In Switzerland, a national vote on any topic can be triggered by collecting 100,000 signatures from among the country’s German, French, Italian and Romansh-speaking citizens. Past subjects have ranged from reining in executive pay to expelling foreigners convicted of serious crimes to cutting down on EU immigration. Votes are typically held four times a year and there are also regional referendums in the country that is home to more than 8 million people.
Gfs.bern conducts its polls by telephone, with a sample size of typically 1,000 to 1,500 people. By contrast, the Zurich-based research institute Sotomo favors online surveys. They include questions on how a respondent has voted in the past, which director Michael Hermann contends is a more accurate way of weighting results than simply controlling for variables such as age, gender or place of residence. Still, there are “no magic potions,” he said.

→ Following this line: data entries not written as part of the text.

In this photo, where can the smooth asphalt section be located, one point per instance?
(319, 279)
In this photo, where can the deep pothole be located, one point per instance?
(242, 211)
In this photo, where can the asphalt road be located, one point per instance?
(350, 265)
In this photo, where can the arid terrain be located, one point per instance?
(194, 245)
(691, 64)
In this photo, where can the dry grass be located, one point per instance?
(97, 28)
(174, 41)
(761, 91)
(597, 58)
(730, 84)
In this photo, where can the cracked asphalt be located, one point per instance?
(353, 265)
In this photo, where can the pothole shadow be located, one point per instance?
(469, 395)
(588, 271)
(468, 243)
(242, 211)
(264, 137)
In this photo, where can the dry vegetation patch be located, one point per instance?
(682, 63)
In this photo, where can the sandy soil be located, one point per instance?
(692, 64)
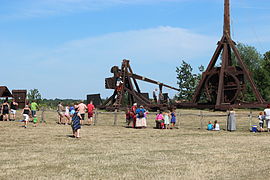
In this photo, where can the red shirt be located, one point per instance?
(90, 107)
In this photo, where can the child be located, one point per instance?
(26, 111)
(173, 118)
(261, 119)
(67, 116)
(166, 120)
(210, 126)
(35, 120)
(159, 121)
(76, 126)
(216, 126)
(129, 116)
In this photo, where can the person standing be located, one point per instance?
(13, 108)
(90, 109)
(267, 117)
(155, 97)
(82, 108)
(173, 118)
(5, 110)
(76, 125)
(25, 113)
(60, 110)
(34, 107)
(133, 110)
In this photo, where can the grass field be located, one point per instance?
(116, 152)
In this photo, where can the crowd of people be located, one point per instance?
(74, 115)
(8, 111)
(137, 115)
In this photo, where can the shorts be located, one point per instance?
(83, 116)
(12, 111)
(33, 113)
(61, 114)
(5, 112)
(90, 114)
(26, 117)
(72, 112)
(261, 125)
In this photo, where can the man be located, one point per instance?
(13, 108)
(90, 108)
(60, 111)
(82, 108)
(34, 107)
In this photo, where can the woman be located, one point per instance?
(25, 112)
(5, 110)
(76, 126)
(141, 118)
(67, 115)
(267, 117)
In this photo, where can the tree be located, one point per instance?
(34, 94)
(253, 61)
(186, 80)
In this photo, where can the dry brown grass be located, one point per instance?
(115, 152)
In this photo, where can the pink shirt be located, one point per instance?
(82, 108)
(159, 117)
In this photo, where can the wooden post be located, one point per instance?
(115, 117)
(95, 117)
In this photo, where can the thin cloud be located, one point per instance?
(153, 53)
(33, 8)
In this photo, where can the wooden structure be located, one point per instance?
(20, 97)
(126, 88)
(224, 86)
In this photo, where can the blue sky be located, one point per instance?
(65, 48)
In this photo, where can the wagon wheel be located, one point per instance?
(231, 87)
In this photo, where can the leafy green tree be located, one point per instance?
(263, 77)
(186, 80)
(253, 61)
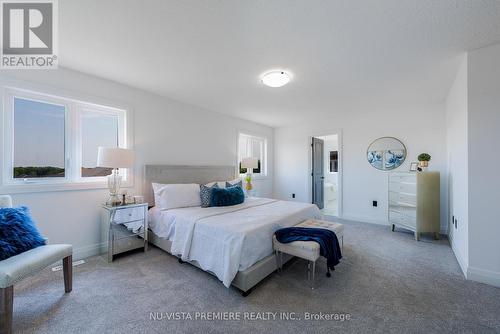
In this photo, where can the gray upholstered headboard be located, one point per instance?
(183, 174)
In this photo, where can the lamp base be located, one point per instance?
(113, 200)
(114, 183)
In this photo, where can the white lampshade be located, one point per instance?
(111, 157)
(250, 163)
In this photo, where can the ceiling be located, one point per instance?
(343, 54)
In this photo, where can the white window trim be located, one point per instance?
(72, 179)
(264, 163)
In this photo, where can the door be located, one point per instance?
(318, 177)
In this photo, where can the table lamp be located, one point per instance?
(111, 157)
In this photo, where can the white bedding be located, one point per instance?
(224, 240)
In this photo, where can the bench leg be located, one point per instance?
(68, 273)
(314, 272)
(278, 260)
(6, 306)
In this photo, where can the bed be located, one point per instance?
(233, 243)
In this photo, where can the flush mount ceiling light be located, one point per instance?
(275, 78)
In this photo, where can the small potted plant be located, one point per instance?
(423, 160)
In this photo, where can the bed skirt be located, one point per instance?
(244, 280)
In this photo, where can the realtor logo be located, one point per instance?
(28, 34)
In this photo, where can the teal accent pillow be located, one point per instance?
(237, 184)
(227, 196)
(18, 232)
(206, 194)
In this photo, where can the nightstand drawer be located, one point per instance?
(128, 215)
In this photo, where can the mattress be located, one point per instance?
(225, 240)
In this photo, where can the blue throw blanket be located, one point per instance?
(327, 240)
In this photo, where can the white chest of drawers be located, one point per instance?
(414, 202)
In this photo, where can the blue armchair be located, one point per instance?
(16, 268)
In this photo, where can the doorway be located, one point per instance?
(325, 163)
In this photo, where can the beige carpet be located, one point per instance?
(387, 283)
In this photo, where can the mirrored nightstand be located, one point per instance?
(124, 228)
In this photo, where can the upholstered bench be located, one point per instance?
(307, 250)
(18, 267)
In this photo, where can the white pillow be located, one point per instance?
(171, 196)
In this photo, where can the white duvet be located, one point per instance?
(224, 240)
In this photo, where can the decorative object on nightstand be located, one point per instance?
(249, 164)
(414, 202)
(112, 157)
(124, 228)
(423, 160)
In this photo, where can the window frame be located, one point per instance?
(263, 164)
(73, 154)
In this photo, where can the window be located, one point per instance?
(98, 129)
(54, 140)
(253, 147)
(38, 139)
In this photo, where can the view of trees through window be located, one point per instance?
(38, 139)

Voters unwillingness to admit to certain views may have been what went awry in 2009 on an initiative to ban the construction of new minarets. While gfs.bern’s survey suggested the measure would fail, with a “yes” vote share of just 37 percent, it passed with support at 58 percent.
“In Switzerland, with questions of European relations or immigration, people tend to be cagey about what they think -- it’s possible that people don’t want to voice their politically incorrect opinions in public,” Hermann said. “With an online survey, you don’t have the effect of social desirability, because you don’t have to speak to someone -- you’re anonymous, you can express whatever you think.”

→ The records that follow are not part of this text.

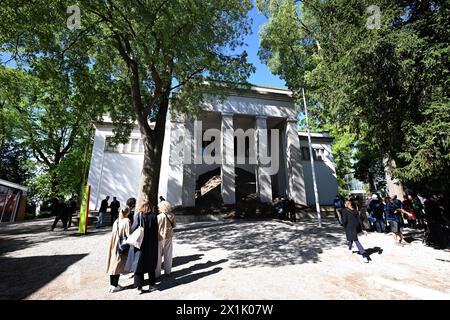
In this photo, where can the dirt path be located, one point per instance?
(226, 260)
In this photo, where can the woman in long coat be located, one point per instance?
(115, 263)
(353, 225)
(144, 260)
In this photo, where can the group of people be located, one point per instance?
(158, 226)
(64, 211)
(285, 209)
(390, 214)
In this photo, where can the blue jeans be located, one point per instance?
(101, 218)
(358, 245)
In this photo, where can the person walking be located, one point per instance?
(115, 205)
(166, 226)
(131, 203)
(418, 212)
(102, 212)
(61, 214)
(353, 225)
(338, 207)
(376, 210)
(291, 210)
(144, 259)
(393, 215)
(115, 263)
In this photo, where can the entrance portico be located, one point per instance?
(253, 132)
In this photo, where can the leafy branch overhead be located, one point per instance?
(389, 86)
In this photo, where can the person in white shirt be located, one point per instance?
(166, 225)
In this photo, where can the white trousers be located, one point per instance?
(164, 249)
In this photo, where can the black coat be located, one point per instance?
(144, 260)
(352, 223)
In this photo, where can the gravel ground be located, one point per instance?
(226, 260)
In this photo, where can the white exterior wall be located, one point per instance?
(121, 171)
(325, 175)
(120, 174)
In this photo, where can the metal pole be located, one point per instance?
(101, 176)
(316, 193)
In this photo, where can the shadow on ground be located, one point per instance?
(21, 277)
(18, 237)
(264, 243)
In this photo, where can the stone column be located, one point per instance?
(175, 166)
(294, 167)
(227, 151)
(189, 177)
(263, 178)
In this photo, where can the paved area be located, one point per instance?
(226, 260)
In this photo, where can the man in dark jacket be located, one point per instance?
(338, 207)
(353, 225)
(144, 259)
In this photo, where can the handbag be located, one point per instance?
(135, 239)
(122, 246)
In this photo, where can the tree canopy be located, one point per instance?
(145, 51)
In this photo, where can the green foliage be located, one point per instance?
(128, 59)
(14, 163)
(383, 84)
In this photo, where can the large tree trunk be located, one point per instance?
(153, 144)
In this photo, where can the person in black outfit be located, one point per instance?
(131, 203)
(102, 212)
(353, 225)
(144, 260)
(291, 210)
(115, 206)
(434, 215)
(61, 214)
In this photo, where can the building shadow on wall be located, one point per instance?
(21, 277)
(258, 243)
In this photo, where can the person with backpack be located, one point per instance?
(118, 251)
(166, 225)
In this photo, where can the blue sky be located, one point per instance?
(262, 76)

Online surveying proved more effective than the telephone in 2014, when voters backed quotas on immigration from the EU. Gfs.bern’s last poll before the vote showed opponents ahead.
Gfs.bern’s Longchamp, a regular fixture on national television when plebiscites are held, remains unconvinced.
“I say beware of online questionnaires,” he said. “People have to motivate themselves to participate.”
Sometimes nobody gets it right: In the case of Switzerland’s June 6 vote on a measure designed to improve public services, which would have meant pay cuts for top executives of state-owned companies, both newspaper 20 Minuten’s online poll of 17,495 people and gfs.bern’s phone survey said the result was too close to call. The proposal wound up failing by a margin of roughly two thirds.
“Having historical reference points helps you put things into context,” said Georg Lutz, a professor of political science at the University of Lausanne. “But that doesn’t mean you have a precise estimate.”
In Britain, telephone-based surveys have tended to put “Remain” in the lead, while online questionnaires generally showed the two sides tied. There’s been a shift recently, with polls this week giving “Leave” the lead. Bookmakers, by contrast, see about a 60 percent chance of voters rejecting Brexit.
With pro-Brexit groups in favor of reducing immigration, at play are some of the same concerns that led the Swiss to opt for EU quotas despite warnings that it might undermine the economy.
“In the case of Brexit, where even representatives of established political parties advocate it, it’s hard to know if people skewing their poll answers due to concerns about social desirability plays a key role,” said Thomas Widmer, professor of political science at the University of Zurich. “I find it hard to imagine that lots of people are too scared to say they support leaving.”